Dalla Legge Truffa del 1953 a Tangentopoli, passando per scandali d’ogni colore e portata, politici collusi con le mafie, parlamentari in vendita al miglior offerente di casacche nuove, fino a Mafia capitale. Pur con tutti gli sforzi è difficile ricordare nella quotidiana indignazione quel che di buono c’è stato, il più delle volte per iniziative sfociate in referendum, come nel caso di divorzio e aborto, e quindi di scelta diretta degli elettori.
La distanza e il disprezzo reciproco fra chi ha votato e chi dai votanti è stato eletto o in qualche modo si è infilato nei giochi trova benzina ogni giorno nei notiziari. Vince – per motivi di contenuto, ma anche di rifiuto più generale – il <no> al referendum sulle riforme della legge elettorale e della Costituzione e subito nasce un governo nel quale trovano premio la ministra Boschi che quelle riforme ha firmato e la senatrice Angela Finocchiaro che ne è stata relatrice (ministro per i Rapporti con il Parlamento).
Da ogni parte tutti dichiarano, tutti twittano, tutti spiegano quel che è urgente fare (pur avendo governato e non avendolo fatto), tutti vanno ospiti in tv e si deve ammettere che alcuni coraggiosi sono i poveracci esposti quando la situazione è indifendibile e la difendono con cieca abnegazione (i figli, tornando da scuola, chiedono: papà perché sei andato lì sapendo che ti picchiavano?).
Il sindaco di Napoli De Magistris accusa Roberto Saviano di guadagnare sulla camorra perché scrive quello che la gente deve sapere, il governatore della Campania De Luca annuncia che vuole far licenziare i medici che curano i malati sul pavimento perché chissà dove la politica nazionale e regionale hanno messo i soldi (ticket compresi) per i letti.
L’incomprensibilità delle persone che, solo da noi e in parte del Terzo Mondo, costituiscono la Politica un po’ si schiarisce nelle immagini che li riprendono in strada intorno a Montecitorio o alle sedi dei partiti: camminano appesi a un telefonino, quasi andassero dove li porta lui, così impegnati e ambiti, dispensano alle telecamere con sorridente supponenza tutti lo stesso artefatto sorriso o broncio, tutti gli identici e fastidiosi cenni da gente indaffarata, alti su stessi come alti su camion e carri armati erano i soldati americani che lanciavano cioccolata e sigarette alla folla stracciona e bombardata.
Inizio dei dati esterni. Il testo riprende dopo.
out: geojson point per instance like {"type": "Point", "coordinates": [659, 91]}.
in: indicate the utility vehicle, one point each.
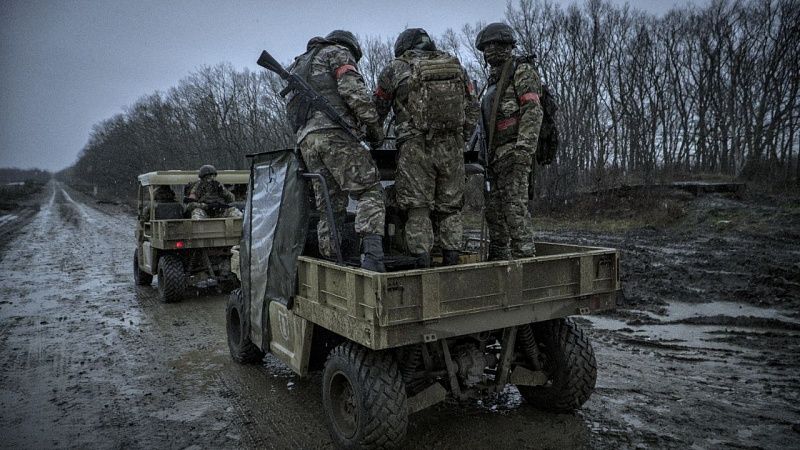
{"type": "Point", "coordinates": [391, 344]}
{"type": "Point", "coordinates": [180, 251]}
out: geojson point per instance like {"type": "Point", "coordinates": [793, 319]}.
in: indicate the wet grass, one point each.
{"type": "Point", "coordinates": [12, 195]}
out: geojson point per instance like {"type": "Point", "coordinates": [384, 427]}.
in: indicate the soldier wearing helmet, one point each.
{"type": "Point", "coordinates": [434, 106]}
{"type": "Point", "coordinates": [330, 66]}
{"type": "Point", "coordinates": [209, 198]}
{"type": "Point", "coordinates": [511, 116]}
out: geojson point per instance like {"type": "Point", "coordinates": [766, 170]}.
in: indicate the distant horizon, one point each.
{"type": "Point", "coordinates": [69, 66]}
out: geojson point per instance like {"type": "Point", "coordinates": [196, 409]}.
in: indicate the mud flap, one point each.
{"type": "Point", "coordinates": [291, 338]}
{"type": "Point", "coordinates": [432, 395]}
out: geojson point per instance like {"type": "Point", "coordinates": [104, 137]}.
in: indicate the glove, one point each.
{"type": "Point", "coordinates": [375, 135]}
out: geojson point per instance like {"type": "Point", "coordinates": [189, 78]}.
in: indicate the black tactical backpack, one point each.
{"type": "Point", "coordinates": [548, 133]}
{"type": "Point", "coordinates": [436, 91]}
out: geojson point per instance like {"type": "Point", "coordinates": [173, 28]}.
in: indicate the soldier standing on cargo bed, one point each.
{"type": "Point", "coordinates": [512, 115]}
{"type": "Point", "coordinates": [209, 198]}
{"type": "Point", "coordinates": [434, 105]}
{"type": "Point", "coordinates": [329, 65]}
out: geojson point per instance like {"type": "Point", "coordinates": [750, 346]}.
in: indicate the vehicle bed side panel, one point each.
{"type": "Point", "coordinates": [386, 310]}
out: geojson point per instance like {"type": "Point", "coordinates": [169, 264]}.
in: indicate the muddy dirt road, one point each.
{"type": "Point", "coordinates": [89, 360]}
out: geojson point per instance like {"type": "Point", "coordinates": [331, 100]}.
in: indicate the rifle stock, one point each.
{"type": "Point", "coordinates": [299, 85]}
{"type": "Point", "coordinates": [268, 62]}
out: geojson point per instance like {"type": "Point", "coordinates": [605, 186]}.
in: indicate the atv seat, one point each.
{"type": "Point", "coordinates": [167, 211]}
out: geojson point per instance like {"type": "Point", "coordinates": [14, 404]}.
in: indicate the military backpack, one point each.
{"type": "Point", "coordinates": [436, 90]}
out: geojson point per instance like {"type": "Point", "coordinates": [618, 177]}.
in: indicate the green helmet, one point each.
{"type": "Point", "coordinates": [413, 38]}
{"type": "Point", "coordinates": [207, 169]}
{"type": "Point", "coordinates": [347, 39]}
{"type": "Point", "coordinates": [495, 32]}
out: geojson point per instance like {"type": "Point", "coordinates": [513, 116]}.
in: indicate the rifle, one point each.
{"type": "Point", "coordinates": [301, 87]}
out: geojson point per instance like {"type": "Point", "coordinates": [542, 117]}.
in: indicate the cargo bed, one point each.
{"type": "Point", "coordinates": [385, 310]}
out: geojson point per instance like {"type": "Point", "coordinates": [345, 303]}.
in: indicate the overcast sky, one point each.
{"type": "Point", "coordinates": [66, 65]}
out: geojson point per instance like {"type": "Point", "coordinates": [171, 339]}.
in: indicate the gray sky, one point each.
{"type": "Point", "coordinates": [66, 65]}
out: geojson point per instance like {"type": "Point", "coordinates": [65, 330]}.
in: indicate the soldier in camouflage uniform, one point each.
{"type": "Point", "coordinates": [430, 172]}
{"type": "Point", "coordinates": [209, 198]}
{"type": "Point", "coordinates": [330, 64]}
{"type": "Point", "coordinates": [512, 115]}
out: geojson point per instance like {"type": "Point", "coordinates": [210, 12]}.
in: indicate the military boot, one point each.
{"type": "Point", "coordinates": [372, 253]}
{"type": "Point", "coordinates": [423, 260]}
{"type": "Point", "coordinates": [499, 253]}
{"type": "Point", "coordinates": [450, 257]}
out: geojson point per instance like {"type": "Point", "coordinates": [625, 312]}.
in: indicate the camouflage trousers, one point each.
{"type": "Point", "coordinates": [430, 179]}
{"type": "Point", "coordinates": [507, 213]}
{"type": "Point", "coordinates": [200, 213]}
{"type": "Point", "coordinates": [347, 169]}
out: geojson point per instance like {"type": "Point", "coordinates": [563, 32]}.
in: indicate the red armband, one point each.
{"type": "Point", "coordinates": [529, 97]}
{"type": "Point", "coordinates": [505, 123]}
{"type": "Point", "coordinates": [383, 95]}
{"type": "Point", "coordinates": [344, 69]}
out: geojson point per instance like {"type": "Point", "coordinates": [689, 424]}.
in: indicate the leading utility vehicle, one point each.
{"type": "Point", "coordinates": [391, 344]}
{"type": "Point", "coordinates": [181, 251]}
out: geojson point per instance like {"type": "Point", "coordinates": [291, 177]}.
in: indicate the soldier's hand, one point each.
{"type": "Point", "coordinates": [375, 136]}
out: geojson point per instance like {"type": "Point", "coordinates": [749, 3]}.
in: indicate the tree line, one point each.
{"type": "Point", "coordinates": [711, 90]}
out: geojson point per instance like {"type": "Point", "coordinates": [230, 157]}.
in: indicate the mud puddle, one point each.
{"type": "Point", "coordinates": [89, 360]}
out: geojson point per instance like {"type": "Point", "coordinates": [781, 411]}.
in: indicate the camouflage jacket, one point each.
{"type": "Point", "coordinates": [519, 114]}
{"type": "Point", "coordinates": [334, 74]}
{"type": "Point", "coordinates": [392, 93]}
{"type": "Point", "coordinates": [210, 192]}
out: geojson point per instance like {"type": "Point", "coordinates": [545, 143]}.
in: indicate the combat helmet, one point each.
{"type": "Point", "coordinates": [347, 39]}
{"type": "Point", "coordinates": [207, 169]}
{"type": "Point", "coordinates": [410, 38]}
{"type": "Point", "coordinates": [495, 32]}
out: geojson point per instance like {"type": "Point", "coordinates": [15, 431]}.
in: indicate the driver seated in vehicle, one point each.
{"type": "Point", "coordinates": [209, 198]}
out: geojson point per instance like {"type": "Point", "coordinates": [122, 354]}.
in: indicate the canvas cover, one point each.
{"type": "Point", "coordinates": [274, 233]}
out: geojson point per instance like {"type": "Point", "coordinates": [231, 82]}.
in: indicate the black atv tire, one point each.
{"type": "Point", "coordinates": [171, 279]}
{"type": "Point", "coordinates": [364, 398]}
{"type": "Point", "coordinates": [242, 349]}
{"type": "Point", "coordinates": [141, 277]}
{"type": "Point", "coordinates": [568, 359]}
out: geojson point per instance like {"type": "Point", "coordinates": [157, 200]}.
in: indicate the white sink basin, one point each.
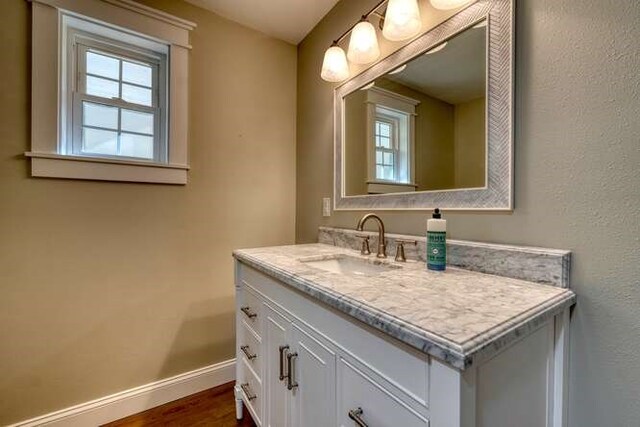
{"type": "Point", "coordinates": [345, 264]}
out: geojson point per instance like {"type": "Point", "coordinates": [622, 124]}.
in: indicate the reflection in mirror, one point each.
{"type": "Point", "coordinates": [421, 127]}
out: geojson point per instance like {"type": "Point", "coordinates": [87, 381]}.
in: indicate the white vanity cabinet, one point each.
{"type": "Point", "coordinates": [301, 363]}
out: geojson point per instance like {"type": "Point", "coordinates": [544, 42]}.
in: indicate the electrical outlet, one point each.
{"type": "Point", "coordinates": [326, 206]}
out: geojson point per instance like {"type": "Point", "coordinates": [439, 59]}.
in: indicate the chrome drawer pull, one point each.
{"type": "Point", "coordinates": [356, 415]}
{"type": "Point", "coordinates": [247, 391]}
{"type": "Point", "coordinates": [245, 350]}
{"type": "Point", "coordinates": [291, 384]}
{"type": "Point", "coordinates": [282, 349]}
{"type": "Point", "coordinates": [247, 311]}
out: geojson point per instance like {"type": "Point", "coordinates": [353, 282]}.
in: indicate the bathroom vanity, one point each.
{"type": "Point", "coordinates": [329, 337]}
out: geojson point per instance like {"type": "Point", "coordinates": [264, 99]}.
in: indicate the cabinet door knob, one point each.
{"type": "Point", "coordinates": [247, 391]}
{"type": "Point", "coordinates": [291, 383]}
{"type": "Point", "coordinates": [282, 350]}
{"type": "Point", "coordinates": [245, 350]}
{"type": "Point", "coordinates": [247, 311]}
{"type": "Point", "coordinates": [356, 416]}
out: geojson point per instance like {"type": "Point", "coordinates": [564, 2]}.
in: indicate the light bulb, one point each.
{"type": "Point", "coordinates": [334, 66]}
{"type": "Point", "coordinates": [363, 45]}
{"type": "Point", "coordinates": [402, 20]}
{"type": "Point", "coordinates": [399, 69]}
{"type": "Point", "coordinates": [448, 4]}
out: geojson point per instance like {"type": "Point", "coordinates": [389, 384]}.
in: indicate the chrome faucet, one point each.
{"type": "Point", "coordinates": [382, 247]}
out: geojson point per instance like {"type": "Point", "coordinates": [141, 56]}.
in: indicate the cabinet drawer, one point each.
{"type": "Point", "coordinates": [357, 391]}
{"type": "Point", "coordinates": [406, 369]}
{"type": "Point", "coordinates": [249, 348]}
{"type": "Point", "coordinates": [251, 391]}
{"type": "Point", "coordinates": [250, 309]}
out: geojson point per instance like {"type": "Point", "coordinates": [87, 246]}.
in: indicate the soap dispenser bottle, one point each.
{"type": "Point", "coordinates": [436, 242]}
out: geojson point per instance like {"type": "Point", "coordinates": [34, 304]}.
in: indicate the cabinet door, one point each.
{"type": "Point", "coordinates": [313, 369]}
{"type": "Point", "coordinates": [277, 331]}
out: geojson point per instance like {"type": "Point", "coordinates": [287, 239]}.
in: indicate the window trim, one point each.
{"type": "Point", "coordinates": [48, 159]}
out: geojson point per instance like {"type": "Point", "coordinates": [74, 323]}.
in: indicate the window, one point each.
{"type": "Point", "coordinates": [109, 92]}
{"type": "Point", "coordinates": [117, 104]}
{"type": "Point", "coordinates": [115, 97]}
{"type": "Point", "coordinates": [391, 121]}
{"type": "Point", "coordinates": [386, 141]}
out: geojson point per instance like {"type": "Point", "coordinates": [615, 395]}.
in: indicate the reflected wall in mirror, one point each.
{"type": "Point", "coordinates": [421, 126]}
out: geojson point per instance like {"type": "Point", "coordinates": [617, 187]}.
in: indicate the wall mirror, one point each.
{"type": "Point", "coordinates": [431, 124]}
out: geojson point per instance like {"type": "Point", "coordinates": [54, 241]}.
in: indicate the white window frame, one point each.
{"type": "Point", "coordinates": [389, 106]}
{"type": "Point", "coordinates": [127, 29]}
{"type": "Point", "coordinates": [78, 43]}
{"type": "Point", "coordinates": [394, 124]}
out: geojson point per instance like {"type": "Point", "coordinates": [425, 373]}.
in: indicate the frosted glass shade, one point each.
{"type": "Point", "coordinates": [402, 20]}
{"type": "Point", "coordinates": [334, 66]}
{"type": "Point", "coordinates": [448, 4]}
{"type": "Point", "coordinates": [363, 45]}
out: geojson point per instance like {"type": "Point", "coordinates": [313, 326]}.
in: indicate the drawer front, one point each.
{"type": "Point", "coordinates": [251, 391]}
{"type": "Point", "coordinates": [367, 400]}
{"type": "Point", "coordinates": [249, 348]}
{"type": "Point", "coordinates": [250, 310]}
{"type": "Point", "coordinates": [406, 369]}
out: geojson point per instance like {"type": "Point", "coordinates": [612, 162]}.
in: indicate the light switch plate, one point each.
{"type": "Point", "coordinates": [326, 206]}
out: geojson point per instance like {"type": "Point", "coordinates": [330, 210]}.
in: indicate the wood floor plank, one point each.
{"type": "Point", "coordinates": [212, 407]}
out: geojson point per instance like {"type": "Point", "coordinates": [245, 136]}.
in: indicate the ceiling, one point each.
{"type": "Point", "coordinates": [456, 74]}
{"type": "Point", "coordinates": [288, 20]}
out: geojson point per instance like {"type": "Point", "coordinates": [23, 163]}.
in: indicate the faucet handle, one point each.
{"type": "Point", "coordinates": [400, 257]}
{"type": "Point", "coordinates": [364, 249]}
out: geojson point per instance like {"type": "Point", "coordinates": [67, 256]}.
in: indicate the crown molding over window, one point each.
{"type": "Point", "coordinates": [47, 158]}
La tragedia non è soltanto nelle singole disonestà, nelle singole arroganze, indecisioni, stranezze, incongruenze, incapacità, ignoranze, ma in un’infezione più radicata, corazzata e infima di quel che genera una Casta. Uno scrittore ha dipinto la deriva meglio di qualunque filmato: <Gli uomini politici italiani sono una rarità zoologica, una specie di fauna delicatissima che non soggiace alle normali leggi di natura. Un uomo come Roosvelt, qui, sarebbe tutt’al più riuscito a fare il sindaco di un paesino di duemila abitanti, mai avrebbe raggiunto Roma. I politici, in Italia, costituiscono una categoria che vive di sé e per sé, si specchia in se stessa e non ha con il paese neppure il legame che unisce il rinoceronte all’uccello che viaggia con lui e lo ripulisce dai parassiti>. Giovanni Arpino, <Viaggio in Italia>, 1967. Cinquant’anni di turpitudine.